Traditional reinforcement learning relies on sparse scalar rewards, making it difficult to extract effective and interpretable learning signals from failure trajectories. This work proposes a multi-round feedback-guided reinforcement learning framework that introduces, for the first time in RL, a structured language feedback mechanism: dynamic regeneration is triggered exclusively on failed samples, fine-grained language feedback is embedded into the reasoning process, and intra-round and cross-round learning signals are jointly optimized. The proposed approach substantially improves training efficiency, outperforming both supervised fine-tuning and conventional RL with value-based rewards (RLVR) on the OpenR1-Math benchmark, while also demonstrating strong out-of-domain generalization capabilities.

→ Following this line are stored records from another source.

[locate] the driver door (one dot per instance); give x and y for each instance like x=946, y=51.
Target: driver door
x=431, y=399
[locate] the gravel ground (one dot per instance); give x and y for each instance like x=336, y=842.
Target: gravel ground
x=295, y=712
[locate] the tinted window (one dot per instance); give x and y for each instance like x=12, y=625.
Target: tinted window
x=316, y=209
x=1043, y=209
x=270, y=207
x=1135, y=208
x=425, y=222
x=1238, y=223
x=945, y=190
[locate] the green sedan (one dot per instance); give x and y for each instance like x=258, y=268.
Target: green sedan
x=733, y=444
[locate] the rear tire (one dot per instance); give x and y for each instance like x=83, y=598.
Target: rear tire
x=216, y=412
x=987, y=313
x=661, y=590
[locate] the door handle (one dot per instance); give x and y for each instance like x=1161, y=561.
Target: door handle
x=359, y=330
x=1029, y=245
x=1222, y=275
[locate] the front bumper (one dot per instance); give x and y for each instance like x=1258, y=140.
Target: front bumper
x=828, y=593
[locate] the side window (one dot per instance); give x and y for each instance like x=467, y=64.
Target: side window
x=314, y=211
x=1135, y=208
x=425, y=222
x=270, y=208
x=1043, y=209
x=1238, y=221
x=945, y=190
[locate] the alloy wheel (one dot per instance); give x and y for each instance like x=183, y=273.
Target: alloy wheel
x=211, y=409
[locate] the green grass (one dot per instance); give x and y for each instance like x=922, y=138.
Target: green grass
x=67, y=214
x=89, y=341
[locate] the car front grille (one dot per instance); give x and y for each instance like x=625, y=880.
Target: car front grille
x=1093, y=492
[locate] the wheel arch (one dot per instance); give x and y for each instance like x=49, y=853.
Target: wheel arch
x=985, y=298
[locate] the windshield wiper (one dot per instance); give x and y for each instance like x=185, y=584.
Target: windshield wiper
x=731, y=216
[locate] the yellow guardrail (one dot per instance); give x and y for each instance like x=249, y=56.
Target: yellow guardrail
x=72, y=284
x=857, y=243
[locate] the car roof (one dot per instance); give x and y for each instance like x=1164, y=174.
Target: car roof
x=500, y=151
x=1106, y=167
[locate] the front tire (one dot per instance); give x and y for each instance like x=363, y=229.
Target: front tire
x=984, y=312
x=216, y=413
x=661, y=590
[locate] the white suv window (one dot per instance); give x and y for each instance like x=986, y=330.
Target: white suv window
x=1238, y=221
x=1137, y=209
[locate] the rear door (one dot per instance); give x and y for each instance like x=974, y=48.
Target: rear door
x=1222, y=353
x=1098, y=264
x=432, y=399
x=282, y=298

Reinforcement Learning with Verifiable Rewards (RLVR) is widely used to improve reasoning in multiple domains, yet outcome-only scalar rewards are often sparse and uninformative, especially on failed samples, where they merely indicate failure and provide no insight into why the reasoning fails. In this paper, we investigate how to leverage richer verbal feedback to guide RLVR training on failed samples, and how to convert such feedback into a trainable learning signal. Specifically, we propose a multi-turn feedback-guided reinforcement learning framework. It builds on three mechanisms: (1) dynamic multi-turn regeneration guided by feedback, triggered only on failed samples, (2) two complementary learning signals for within-turn and cross-turn optimization, and (3) structured feedback injection into the model's reasoning process. Trained on sampled OpenR1-Math, the approach outperforms supervised fine-tuning and RLVR baselines in-domain and generalizes well out-of-domain.